This module can accommodate up to 20 students consisting of both Part II students and MPhil / Part III Students
Aims
This is an advanced course in human-computer interaction, with a specialist focus on intelligent user interfaces and interaction with machine-learning and artificial intelligence technologies. The format will be largely Practical, with students working in pairs to carry out a mini-project involving empirical research investigation. These studies will investigate human interaction with some kind of model-based system for planning, decision-making, automation etc. Possible study formats might include: System evaluation, Field observation, Hypothesis testing experiment, Design intervention or Corpus analysis, following set examples from recent research publications. Project work will be formally evaluated through a report and presentation.
Lectures
(note that Lectures 2-7 also include one hour class discussion of practical work)

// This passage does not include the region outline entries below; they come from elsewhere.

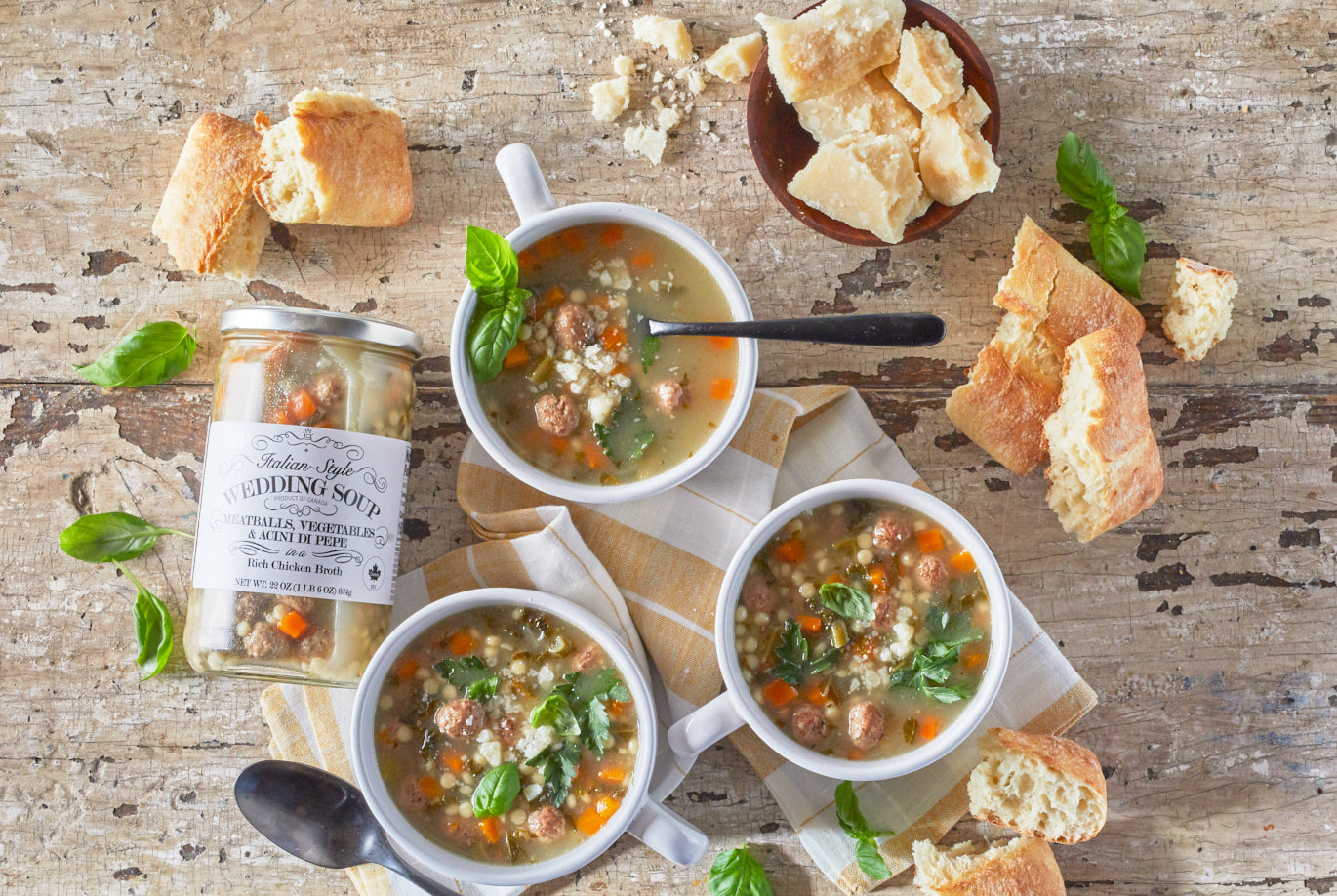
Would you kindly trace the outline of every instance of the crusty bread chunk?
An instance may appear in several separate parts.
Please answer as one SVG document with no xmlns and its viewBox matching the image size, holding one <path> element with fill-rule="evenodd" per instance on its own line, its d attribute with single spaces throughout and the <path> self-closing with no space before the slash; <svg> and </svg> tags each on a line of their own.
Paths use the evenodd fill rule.
<svg viewBox="0 0 1337 896">
<path fill-rule="evenodd" d="M 941 112 L 965 92 L 964 68 L 947 35 L 920 25 L 901 32 L 900 53 L 886 76 L 919 111 Z"/>
<path fill-rule="evenodd" d="M 404 120 L 361 94 L 305 90 L 287 118 L 255 116 L 266 177 L 255 198 L 275 221 L 397 227 L 413 214 Z"/>
<path fill-rule="evenodd" d="M 849 87 L 900 52 L 901 0 L 826 0 L 797 19 L 758 13 L 767 66 L 790 103 Z"/>
<path fill-rule="evenodd" d="M 250 279 L 269 234 L 251 195 L 262 175 L 254 128 L 217 112 L 191 124 L 154 218 L 154 235 L 182 270 Z"/>
<path fill-rule="evenodd" d="M 765 41 L 759 31 L 730 37 L 729 43 L 710 53 L 710 59 L 706 60 L 706 71 L 721 80 L 737 84 L 757 68 L 763 45 Z"/>
<path fill-rule="evenodd" d="M 910 147 L 892 134 L 850 134 L 820 144 L 789 191 L 890 243 L 905 235 L 924 195 Z"/>
<path fill-rule="evenodd" d="M 1082 542 L 1157 503 L 1163 472 L 1135 342 L 1106 329 L 1068 346 L 1059 408 L 1044 421 L 1044 439 L 1046 500 Z"/>
<path fill-rule="evenodd" d="M 1050 843 L 1083 843 L 1104 826 L 1104 773 L 1076 741 L 991 727 L 967 785 L 971 814 Z"/>
<path fill-rule="evenodd" d="M 1059 407 L 1067 346 L 1103 328 L 1136 345 L 1146 324 L 1128 300 L 1031 218 L 1021 222 L 1012 269 L 993 304 L 1008 313 L 969 381 L 947 400 L 947 416 L 995 460 L 1025 476 L 1048 457 L 1044 421 Z"/>
<path fill-rule="evenodd" d="M 794 111 L 818 143 L 848 134 L 894 134 L 912 152 L 919 146 L 920 115 L 881 70 L 838 91 L 798 100 Z"/>
<path fill-rule="evenodd" d="M 1175 354 L 1185 361 L 1207 357 L 1211 346 L 1230 329 L 1238 289 L 1229 270 L 1209 267 L 1191 258 L 1175 262 L 1163 324 Z"/>
<path fill-rule="evenodd" d="M 1054 851 L 1038 837 L 937 848 L 917 840 L 915 885 L 927 896 L 1063 896 Z"/>
</svg>

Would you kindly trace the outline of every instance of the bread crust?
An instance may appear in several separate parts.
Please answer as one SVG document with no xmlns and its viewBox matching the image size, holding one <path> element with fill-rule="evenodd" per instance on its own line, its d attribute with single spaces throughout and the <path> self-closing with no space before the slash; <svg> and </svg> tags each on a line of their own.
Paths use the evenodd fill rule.
<svg viewBox="0 0 1337 896">
<path fill-rule="evenodd" d="M 251 190 L 262 175 L 259 136 L 243 122 L 209 112 L 191 124 L 154 217 L 182 270 L 237 279 L 255 270 L 267 221 Z"/>
<path fill-rule="evenodd" d="M 302 91 L 287 104 L 289 118 L 273 128 L 295 132 L 299 159 L 278 156 L 277 140 L 265 140 L 265 178 L 255 198 L 275 221 L 326 223 L 345 227 L 398 227 L 413 214 L 413 175 L 409 170 L 404 119 L 377 107 L 360 94 Z M 271 130 L 257 118 L 257 130 Z M 274 136 L 279 136 L 275 134 Z M 279 164 L 305 163 L 314 193 L 301 214 L 285 210 L 275 194 Z"/>
</svg>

• Current research themes in intelligent user interfaces
• Program synthesis
• Mixed initiative interaction
• Interpretability / explainable AI
• Labelling as a fundamental problem
• Machine learning risks and bias
• Visualisation and visual analytics
• Student research presentations
Objectives
By the end of the course students should:
• be familiar with current state of the art in intelligent interactive systems
• understand the human factors that are most critical in the design of such systems
• be able to evaluate evidence for and against the utility of novel systems
• have experience of conducting user studies meeting the quality criteria of this field
• be able to write up and present user research in a professional manner
Recommended reading
Brad A. Myers and Richard McDaniel (2000). Demonstrational Interfaces: Sometimes You Need a Little Intelligence, Sometimes You Need a Lot.